The study presented here is part of a theoretical effort for the development of a comprehensive methodology for the analysis and synthesis of combinatorial evolutionary algorithms, inspired by vector space methods. The results obtained here support the point of view that the formal structure of vector spaces can constitute a powerful guide for capturing some essential features of combinatorial problems in an abstract framework, allowing the development of operators that are analogous to well-known generic search procedures in vector spaces. Specifically, the geometric entities of descent directions and subspaces were examined here.

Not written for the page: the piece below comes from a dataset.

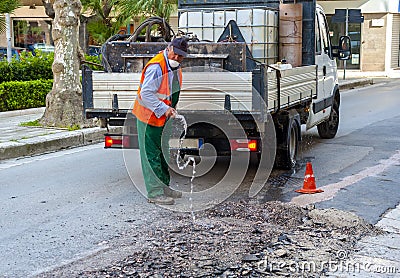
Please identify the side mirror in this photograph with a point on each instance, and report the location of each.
(344, 48)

Those entities were shown to be useful for the description of the problem structure and for the synthesis of high performance genetic algorithms for a specific practical problem: the WSN-DCCP. A full dynamic optimization of the sensor activation schedule, considering the maximization of the network lifetime while guaranteeing coverage and connectivity constraints, was provided by the proposed algorithm. It considerably extended the formerly known limits of reachable lifetime in wireless sensor networks.

## Acknowledgments

This work was supported by the Brazilian agencies CNPq, CAPES, and FAPEMIG. The authors also acknowledge the support by a Marie Curie International Research Staff Exchange Scheme Fellowship within the 7th European Community Framework Programme.

## References

## Notes

^{1}

In order to keep the contents of this section in an abstract level, avoiding the interference of practical-level details, a separate notation is employed here.

^{2}

The main step of such procedures should be the verification of the feasibility of each subset of the group , which is composed of all elements of that group except one. This operation is performed once for each element in the group. An instance of such an implementation is Algorithm 5 (Smart Deactivation Operator), described in Section 5.

^{3}

A non-ordered pair (*i*, *j*) means that (*i*, *j*)=(*j*, *i*). It should be noted that *V*(**x**, *i*, *j*)=*V*(**x**, *j*, *i*).

^{4}

Only one run of the ILP approach is necessary because in this case the algorithm is deterministic.

^{5}

The significance of each test has been set to 0.0005 (0.01/20 tests).